8. The method as described in claim 1, characterized in that, The S60 also includes: At the start of the vertical blanking period for each frame or every set number of frames, the test signal generation module in the display driver circuit sends a drive pulse to a dedicated test light-emitting diode integrated in the non-display area of the display panel, and the driver circuit records the precise timestamp of the pulse transmission. The light pulses emitted by the test LED are received by a photoelectric sensor, converted and shaped to obtain digital pulses; Record the precise timestamp of the arrival of the rising edge of the digital pulse, calculate the measured value of the end-to-end photoelectric delay, send the measured value to the visual perception synchronization controller, and update the expected photoelectric delay parameters of the display hardware in the visual response prediction model through the calibration formula.

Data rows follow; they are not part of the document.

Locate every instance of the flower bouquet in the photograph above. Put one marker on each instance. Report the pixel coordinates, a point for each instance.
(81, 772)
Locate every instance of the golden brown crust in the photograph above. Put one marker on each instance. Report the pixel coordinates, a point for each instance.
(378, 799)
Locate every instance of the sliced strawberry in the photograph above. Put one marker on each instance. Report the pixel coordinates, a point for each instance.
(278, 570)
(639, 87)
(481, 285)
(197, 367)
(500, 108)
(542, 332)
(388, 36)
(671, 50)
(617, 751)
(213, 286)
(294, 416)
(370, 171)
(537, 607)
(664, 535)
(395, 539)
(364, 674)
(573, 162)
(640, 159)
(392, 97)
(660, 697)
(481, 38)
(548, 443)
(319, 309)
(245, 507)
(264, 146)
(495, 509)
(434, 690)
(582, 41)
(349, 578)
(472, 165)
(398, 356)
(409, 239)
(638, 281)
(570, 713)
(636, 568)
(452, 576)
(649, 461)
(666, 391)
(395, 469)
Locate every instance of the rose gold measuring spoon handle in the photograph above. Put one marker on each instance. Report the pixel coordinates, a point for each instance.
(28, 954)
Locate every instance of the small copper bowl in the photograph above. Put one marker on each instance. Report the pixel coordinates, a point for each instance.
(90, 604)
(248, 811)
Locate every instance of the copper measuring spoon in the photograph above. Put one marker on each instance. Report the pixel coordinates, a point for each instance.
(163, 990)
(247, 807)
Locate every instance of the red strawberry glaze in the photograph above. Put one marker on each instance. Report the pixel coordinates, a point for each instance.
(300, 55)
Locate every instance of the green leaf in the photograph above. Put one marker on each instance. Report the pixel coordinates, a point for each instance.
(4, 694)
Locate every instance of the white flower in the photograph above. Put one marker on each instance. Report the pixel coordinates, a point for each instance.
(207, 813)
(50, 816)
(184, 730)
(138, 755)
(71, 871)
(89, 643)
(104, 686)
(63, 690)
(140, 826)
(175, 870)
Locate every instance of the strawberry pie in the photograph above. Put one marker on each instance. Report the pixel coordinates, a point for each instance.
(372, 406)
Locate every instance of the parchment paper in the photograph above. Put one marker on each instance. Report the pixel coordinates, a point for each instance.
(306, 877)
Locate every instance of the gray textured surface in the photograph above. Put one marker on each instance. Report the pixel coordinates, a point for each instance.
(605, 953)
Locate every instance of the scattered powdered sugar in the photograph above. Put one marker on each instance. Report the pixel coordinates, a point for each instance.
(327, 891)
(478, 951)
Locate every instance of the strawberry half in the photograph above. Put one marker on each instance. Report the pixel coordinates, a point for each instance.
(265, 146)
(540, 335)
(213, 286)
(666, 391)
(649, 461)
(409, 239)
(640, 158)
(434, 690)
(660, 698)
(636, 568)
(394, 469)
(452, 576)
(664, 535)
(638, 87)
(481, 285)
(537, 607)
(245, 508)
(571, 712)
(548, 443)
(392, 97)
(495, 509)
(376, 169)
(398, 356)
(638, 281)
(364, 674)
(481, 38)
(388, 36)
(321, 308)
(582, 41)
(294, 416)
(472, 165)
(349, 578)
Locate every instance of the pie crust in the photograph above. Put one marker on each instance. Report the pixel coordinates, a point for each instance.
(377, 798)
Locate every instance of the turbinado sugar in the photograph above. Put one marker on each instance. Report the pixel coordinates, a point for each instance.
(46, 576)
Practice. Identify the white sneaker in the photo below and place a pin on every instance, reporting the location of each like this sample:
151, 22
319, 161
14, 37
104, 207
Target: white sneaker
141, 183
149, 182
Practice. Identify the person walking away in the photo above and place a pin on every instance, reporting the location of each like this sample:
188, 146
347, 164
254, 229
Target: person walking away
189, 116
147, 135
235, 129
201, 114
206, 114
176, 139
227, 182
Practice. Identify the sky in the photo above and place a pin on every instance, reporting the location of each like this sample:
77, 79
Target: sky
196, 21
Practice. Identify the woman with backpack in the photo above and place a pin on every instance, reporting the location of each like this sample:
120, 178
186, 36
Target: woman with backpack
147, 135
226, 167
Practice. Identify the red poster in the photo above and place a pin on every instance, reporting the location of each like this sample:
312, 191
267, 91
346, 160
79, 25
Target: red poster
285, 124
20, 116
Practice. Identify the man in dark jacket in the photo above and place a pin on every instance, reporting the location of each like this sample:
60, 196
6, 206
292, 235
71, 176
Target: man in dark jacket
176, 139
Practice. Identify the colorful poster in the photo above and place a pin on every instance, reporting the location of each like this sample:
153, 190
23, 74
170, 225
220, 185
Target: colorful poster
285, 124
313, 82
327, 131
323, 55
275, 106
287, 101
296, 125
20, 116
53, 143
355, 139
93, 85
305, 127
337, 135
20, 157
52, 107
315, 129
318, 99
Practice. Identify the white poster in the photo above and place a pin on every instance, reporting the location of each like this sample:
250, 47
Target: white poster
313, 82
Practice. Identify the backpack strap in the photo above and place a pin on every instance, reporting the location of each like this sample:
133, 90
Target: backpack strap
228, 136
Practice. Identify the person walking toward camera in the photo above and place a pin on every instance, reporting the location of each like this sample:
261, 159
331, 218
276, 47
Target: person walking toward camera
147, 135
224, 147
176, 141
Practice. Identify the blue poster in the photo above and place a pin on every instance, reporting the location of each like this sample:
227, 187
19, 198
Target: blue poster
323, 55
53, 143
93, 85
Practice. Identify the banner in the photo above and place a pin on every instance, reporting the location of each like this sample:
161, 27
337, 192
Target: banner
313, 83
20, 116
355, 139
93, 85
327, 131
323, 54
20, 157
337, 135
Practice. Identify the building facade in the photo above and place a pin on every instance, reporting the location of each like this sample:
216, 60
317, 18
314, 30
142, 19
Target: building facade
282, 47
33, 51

9. The method as described in claim 4, characterized in that, If the corrected scene dynamics parameter is greater than 0.7 and there are objects moving laterally in the scene, a high-motion-enhanced waveform is used. The specific steps include: Set the starting voltage to 10% of the rated voltage and the target voltage to 100% of the rated voltage; Set the voltage ramp-up time to 0.9 microseconds; The overshoot voltage ratio is set to 8.5%, the overshoot duration is 0.3 microseconds, and the voltage decays to the target stable voltage within 0.5 microseconds. The waveform parameter set is dynamically applied to the display area where the moving object is located.
10. The method as described in claim 5, characterized in that, If the estimated user fatigue level is greater than 0.65, a low-fatigue-relieving waveform is used; if the corrected scene dynamics parameter is less than 0.3 and the estimated rendering complexity is greater than 0.6, a high-quality energy-saving waveform is used. The specific steps for creating a low-fatigue-relieving waveform include: setting the initial voltage to 15% of the rated voltage; setting the voltage rise time to 2.2 microseconds; setting the overshoot voltage ratio to -2%, meaning that before the voltage rises to the target stable voltage, it first reaches 102% of the rated voltage and then falls back to 100%; and applying the waveform globally to the entire display screen. The specific steps for achieving a high-quality energy-saving waveform include: setting the initial voltage to 20% of the rated voltage; setting the voltage ramp-up time to 2.8 microseconds; setting the overshoot voltage ratio to 0%; and during the voltage stabilization phase, automatically reducing the target stable voltage to 95% of the rated voltage after the duration exceeds 2 milliseconds.